Fig. 3 shows the FTIR spectra of the BAPBACP monomer system with 3.5% Fe(AcAc)₃ at different curing temperatures; compared with Fig. 2, they are similar. The C(T)s of the cyano group for the BAPBACP monomer systems are shown in Fig. 4. The change of C(T) of the cyano group in the catalyzed system beyond 210 °C was quicker than that in the neat system, indicating that the cure reaction of the cyano group was speeded up, evidently as a result of the existence of Fe(AcAc)₃. After curing at 350 °C for 0.5 h, the band at 2223 cm⁻¹ had disappeared completely, indicating that with the addition of 3.5% Fe(AcAc)₃, the formation of the triazine structure became easier and more triazine groups were formed in the crosslinked structure of poly(BAPBACP) resin. With the existence of phenol hydroxyl, which was generated during the ring-opening polymerization of benzoxazine, the cyano groups had a high tendency for catalysis by metal ions (Fe³⁺) through coordination with the cyano groups, as shown in Scheme 3. The mechanism involved the formation of a metal complex intermediate with reduced electron density at the carbon atom, which could react with the nucleophilic nitrogen of another cyano group to form triazine and regenerate the catalyst.^22,22,28 Additionally the band at 1680 cm⁻¹ disappeared, meaning that the C–N stretching of the Schiff base was not oxidized in the BAPBACP monomer system with 3.5% Fe(AcAc)₃.
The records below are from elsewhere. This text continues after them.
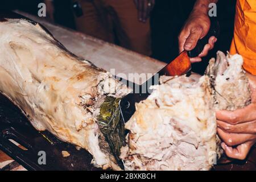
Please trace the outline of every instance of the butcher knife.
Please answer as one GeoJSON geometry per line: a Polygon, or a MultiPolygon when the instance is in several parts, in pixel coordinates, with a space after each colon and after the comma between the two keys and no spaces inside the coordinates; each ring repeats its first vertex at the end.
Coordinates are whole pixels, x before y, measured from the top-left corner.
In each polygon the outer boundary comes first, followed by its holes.
{"type": "Polygon", "coordinates": [[[158,78],[160,76],[179,76],[189,72],[191,69],[189,58],[197,56],[203,51],[209,39],[212,36],[217,38],[219,35],[220,26],[218,21],[216,18],[211,18],[210,20],[211,26],[208,34],[198,41],[193,50],[183,51],[174,60],[142,85],[138,86],[138,85],[135,85],[134,84],[132,85],[133,91],[122,98],[119,103],[121,118],[125,123],[128,121],[135,111],[135,103],[146,99],[151,93],[152,90],[150,89],[150,86],[159,84],[158,78]]]}

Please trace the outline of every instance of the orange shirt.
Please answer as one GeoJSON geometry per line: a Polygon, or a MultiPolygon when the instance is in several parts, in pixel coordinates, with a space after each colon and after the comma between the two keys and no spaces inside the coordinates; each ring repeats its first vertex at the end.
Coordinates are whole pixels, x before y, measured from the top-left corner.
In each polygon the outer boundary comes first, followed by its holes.
{"type": "Polygon", "coordinates": [[[256,0],[237,0],[230,53],[243,57],[243,68],[256,75],[256,0]]]}

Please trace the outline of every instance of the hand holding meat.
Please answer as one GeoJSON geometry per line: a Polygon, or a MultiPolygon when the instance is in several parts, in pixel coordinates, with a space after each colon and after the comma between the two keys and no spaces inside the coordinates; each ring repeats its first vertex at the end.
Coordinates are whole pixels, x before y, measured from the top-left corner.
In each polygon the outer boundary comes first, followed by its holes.
{"type": "Polygon", "coordinates": [[[216,113],[221,146],[230,158],[245,159],[256,141],[256,77],[247,73],[251,92],[251,104],[233,111],[216,113]],[[233,148],[232,146],[237,146],[233,148]]]}

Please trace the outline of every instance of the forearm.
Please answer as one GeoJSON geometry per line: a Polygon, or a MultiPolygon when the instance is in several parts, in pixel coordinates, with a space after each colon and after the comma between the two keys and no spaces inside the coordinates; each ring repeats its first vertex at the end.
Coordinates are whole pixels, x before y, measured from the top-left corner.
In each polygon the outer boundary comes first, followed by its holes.
{"type": "Polygon", "coordinates": [[[195,3],[193,11],[196,11],[208,14],[209,5],[211,3],[217,3],[218,0],[197,0],[195,3]]]}

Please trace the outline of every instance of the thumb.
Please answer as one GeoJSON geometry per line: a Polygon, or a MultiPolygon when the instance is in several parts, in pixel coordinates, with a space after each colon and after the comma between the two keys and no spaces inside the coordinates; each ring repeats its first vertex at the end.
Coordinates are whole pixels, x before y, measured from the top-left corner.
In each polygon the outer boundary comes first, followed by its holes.
{"type": "Polygon", "coordinates": [[[184,49],[187,51],[191,51],[196,46],[197,41],[200,38],[203,30],[191,30],[190,34],[186,39],[186,42],[184,45],[184,49]]]}

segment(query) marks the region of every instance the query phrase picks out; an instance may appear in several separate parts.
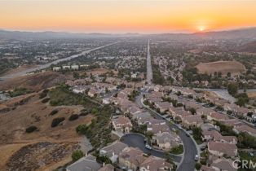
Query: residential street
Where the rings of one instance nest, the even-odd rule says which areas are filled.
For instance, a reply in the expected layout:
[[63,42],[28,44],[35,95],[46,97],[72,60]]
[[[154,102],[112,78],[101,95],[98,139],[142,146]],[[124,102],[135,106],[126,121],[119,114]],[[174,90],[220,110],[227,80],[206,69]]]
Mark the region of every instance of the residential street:
[[[144,137],[139,134],[128,134],[124,135],[122,138],[122,142],[127,144],[129,147],[138,147],[140,150],[143,151],[146,154],[151,154],[152,156],[164,158],[165,152],[157,151],[157,150],[148,150],[145,147],[144,143]],[[172,158],[174,159],[174,162],[180,162],[181,157],[175,155],[171,155]]]
[[[148,112],[150,112],[155,118],[157,119],[165,119],[160,114],[156,112],[145,107],[143,104],[141,103],[141,99],[143,94],[140,94],[136,98],[135,103],[139,106],[144,107]],[[169,121],[167,124],[170,127],[170,129],[174,128],[179,130],[178,135],[180,137],[183,141],[184,146],[184,156],[181,161],[181,164],[179,165],[177,171],[192,171],[195,167],[195,156],[197,154],[196,146],[194,143],[193,140],[186,135],[186,132],[183,129],[179,129],[176,125],[170,125]]]
[[147,55],[147,81],[148,84],[152,83],[152,64],[151,64],[151,55],[150,55],[150,41],[148,41],[148,55]]

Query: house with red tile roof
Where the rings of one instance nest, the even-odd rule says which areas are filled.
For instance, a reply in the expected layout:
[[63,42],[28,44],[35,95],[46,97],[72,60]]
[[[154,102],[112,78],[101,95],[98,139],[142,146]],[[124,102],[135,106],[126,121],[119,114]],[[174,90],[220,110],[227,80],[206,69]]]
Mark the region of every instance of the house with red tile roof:
[[211,155],[218,157],[234,158],[238,155],[236,146],[230,143],[209,142],[208,151]]
[[125,134],[130,133],[132,129],[132,124],[130,119],[125,116],[112,119],[112,125],[116,131],[120,131]]

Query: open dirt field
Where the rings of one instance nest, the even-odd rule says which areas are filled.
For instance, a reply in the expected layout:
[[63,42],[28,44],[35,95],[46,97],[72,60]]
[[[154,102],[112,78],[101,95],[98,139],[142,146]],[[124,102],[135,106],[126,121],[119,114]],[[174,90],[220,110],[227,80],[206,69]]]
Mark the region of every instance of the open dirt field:
[[[73,150],[78,147],[82,138],[75,129],[81,124],[90,124],[93,116],[69,121],[68,117],[79,114],[83,107],[51,107],[41,100],[38,93],[33,93],[1,104],[0,111],[2,107],[9,110],[0,113],[0,170],[52,170],[70,161]],[[49,115],[53,109],[59,112]],[[51,128],[56,117],[64,117],[65,121]],[[38,130],[25,133],[30,125]]]
[[22,71],[24,71],[26,69],[33,68],[35,68],[35,67],[36,67],[36,65],[23,65],[23,66],[18,67],[16,68],[11,69],[10,71],[5,72],[2,76],[17,73],[19,72],[22,72]]
[[212,63],[201,63],[196,66],[199,73],[214,74],[214,72],[221,72],[227,76],[229,72],[232,75],[238,75],[246,71],[245,67],[237,61],[217,61]]

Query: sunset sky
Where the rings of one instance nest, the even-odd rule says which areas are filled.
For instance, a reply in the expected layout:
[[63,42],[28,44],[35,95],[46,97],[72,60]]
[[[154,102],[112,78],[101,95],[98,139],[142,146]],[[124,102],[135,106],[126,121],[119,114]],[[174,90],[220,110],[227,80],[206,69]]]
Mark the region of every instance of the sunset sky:
[[0,0],[0,28],[177,33],[256,26],[256,0]]

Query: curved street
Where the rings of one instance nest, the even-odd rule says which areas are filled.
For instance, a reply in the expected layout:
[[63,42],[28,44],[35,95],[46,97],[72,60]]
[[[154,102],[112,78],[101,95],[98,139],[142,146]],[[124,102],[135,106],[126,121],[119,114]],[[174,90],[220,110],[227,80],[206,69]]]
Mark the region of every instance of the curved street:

Fig. 3 FTIR spectra of poly(BAPBACP) resin with 3.5% Fe(AcAc)₃ at different curing temperatures.

Fig. 4 The C(T) variation of the cyano group at 2223 cm⁻¹ for the BAPBACP monomer systems at different curing temperatures.

Scheme 3 Mechanism of catalysis of cure reaction for the BAPBACP monomer system with 3.5% Fe(AcAc)₃.

3.3. Thermal properties of poly(BAPBACP) resin

The thermal behavior (thermal stability) of poly(BAPBACP) resins was evaluated using TG under nitrogen atmosphere. The TG curves of poly(BAPBACP) resins and their derivatives (DTG) are shown in Fig. 5 and 6, with the results summarized in Table 3 and 4. The extensional onset temperature (T_e) is defined as the onset temperature of the degradation of different poly(BAPBACP) resins. T_max is the temperature with the maximum mass loss rate, Mass is the mass loss of every decomposition stage, peak value is the maximum mass loss rate of every decomposition stage in DTG curve, and char is the percentage of the char yielded at 800 °C under nitrogen atmosphere.

Fig. 5 TG curves (a) and DTG curves (b) for poly(BAPBACP) resins under nitrogen atmosphere.

Fig. 6 TG curves (a) and DTG curves (b) for poly(BAPBACP) resins with 3.5% Fe(AcAc)₃ under nitrogen atmosphere.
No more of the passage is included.